Here are a few strategies to implement in your next race:

  • Pacing: Start your first running segment with a controlled pace. You’re too good of a runner to fall behind early on. Find your rhythm early and aim to gradually increase your pace as you progress.
  • Energy Management: Instead of sprinting through the sled and transition zones, conserve energy for the running segments.

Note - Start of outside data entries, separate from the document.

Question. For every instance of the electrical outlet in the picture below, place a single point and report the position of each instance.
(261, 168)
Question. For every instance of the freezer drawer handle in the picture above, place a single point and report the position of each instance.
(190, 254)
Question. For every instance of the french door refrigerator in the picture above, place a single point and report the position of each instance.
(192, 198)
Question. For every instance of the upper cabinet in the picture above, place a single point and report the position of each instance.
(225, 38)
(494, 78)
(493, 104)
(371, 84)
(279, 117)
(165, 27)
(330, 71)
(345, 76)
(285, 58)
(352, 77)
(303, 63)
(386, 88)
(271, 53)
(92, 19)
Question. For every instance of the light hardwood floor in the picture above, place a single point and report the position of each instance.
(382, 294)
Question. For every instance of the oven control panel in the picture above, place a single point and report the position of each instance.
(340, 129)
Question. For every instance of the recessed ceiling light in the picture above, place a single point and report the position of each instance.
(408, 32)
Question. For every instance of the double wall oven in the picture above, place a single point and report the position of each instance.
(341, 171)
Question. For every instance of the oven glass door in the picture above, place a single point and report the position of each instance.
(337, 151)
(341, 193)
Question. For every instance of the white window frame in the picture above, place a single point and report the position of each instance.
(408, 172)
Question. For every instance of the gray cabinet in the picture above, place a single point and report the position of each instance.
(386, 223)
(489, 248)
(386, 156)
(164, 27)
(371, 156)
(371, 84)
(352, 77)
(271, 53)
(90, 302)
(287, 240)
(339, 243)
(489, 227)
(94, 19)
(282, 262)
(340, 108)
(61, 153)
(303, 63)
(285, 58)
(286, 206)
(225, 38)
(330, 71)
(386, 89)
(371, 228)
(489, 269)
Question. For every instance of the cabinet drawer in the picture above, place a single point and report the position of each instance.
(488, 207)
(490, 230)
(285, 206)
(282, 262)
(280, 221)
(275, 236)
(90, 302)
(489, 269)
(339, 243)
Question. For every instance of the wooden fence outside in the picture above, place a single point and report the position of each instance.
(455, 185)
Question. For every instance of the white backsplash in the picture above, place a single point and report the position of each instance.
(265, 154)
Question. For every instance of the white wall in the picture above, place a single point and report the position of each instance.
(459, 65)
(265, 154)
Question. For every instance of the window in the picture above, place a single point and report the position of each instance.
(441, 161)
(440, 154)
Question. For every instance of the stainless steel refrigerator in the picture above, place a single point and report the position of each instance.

Remember, it's a marathon, not a sprint—unless we're talking about the final sprint to the finish line! 🏆
  • Mindset: Embrace the grind. Channel your inner Goggins. Remember, “You don’t know me, son!” when it gets tough. Use positive self-talk to keep your spirits high and push through the fatigue.
Conclusion:

Earl, your performance at the Anaheim Hyrox event is a powerful testament to your dedication and hard work. You have the potential to elevate your game even further by addressing the areas highlighted above. Keep pushing your limits and remember, the only limits that exist are the ones you create in your mind.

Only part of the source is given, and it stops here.